しばらく放置していた間に故障していたということです。症状は、テープが絡まったり、カセットがセットできなくなるなどです。
ピンチローラーアームが固着して、上がりっぱなしになっています。これが不調の主な原因です。
再生ボタンを押しましたが、リールが回転しません。早送りボタンを押すと、金属音のような嫌な音が発生します。
カバーを開けました。
リールモーターを取り出して単体で回転させたところ、シャフト部のグリス切れて金属音が発生しましたのでグリスアップします。
アイドラーゴムがプラスチックのように固まっていましたので交換します。
メカを降ろして分解を進めます。
カセットホルダーの側面です。

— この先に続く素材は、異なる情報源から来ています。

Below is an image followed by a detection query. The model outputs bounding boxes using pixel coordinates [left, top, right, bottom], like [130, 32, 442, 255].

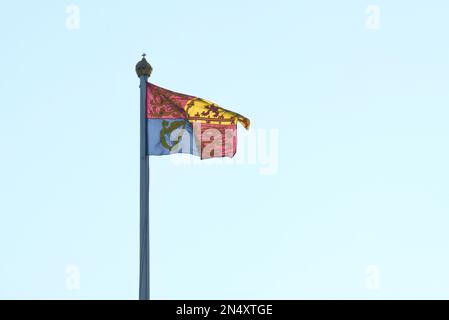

カセットを押さえつける樹脂製のバネにヘタリが見られます。
ホルダーを分解します。
バネを取り外して加熱整形します。
製造時に処置されたグリスが固まりかけています。
右側のピンチローラーアームが固着しています。
半田ごてで固まったグリスを柔らくして慎重にピンチローラーアームを取り外し、ゴムローラーを交換します。
ヘッド周りの可動パーツを分解します。古いグリスは拭き取って再グリスします。
左右リールを取り外し、ゴムリングが接する面を清掃します。
劣化しているバックテンション用のパッドを交換します。
背面のモーター基板を取り外します。
ゴムベルトの当たる面を清掃します。
モードベルトを交換します。
オートセレクタ用スイッチ接点を磨きます。
新しいベルトを掛けて組み立てます。
本体に組み込んで動作確認を行います。
ミラーカセットを用いてテープの走行状態を目視点検します。
315Hzの信号が記録されたテープを再生し、速度を合わせます。
ヘッドアジマスの調整を行います。
バイアスキャリブレーション後に録再バランス調整を行います。
テープポジションの異なる数種類のテープで録再状況を確認し、修理完了です。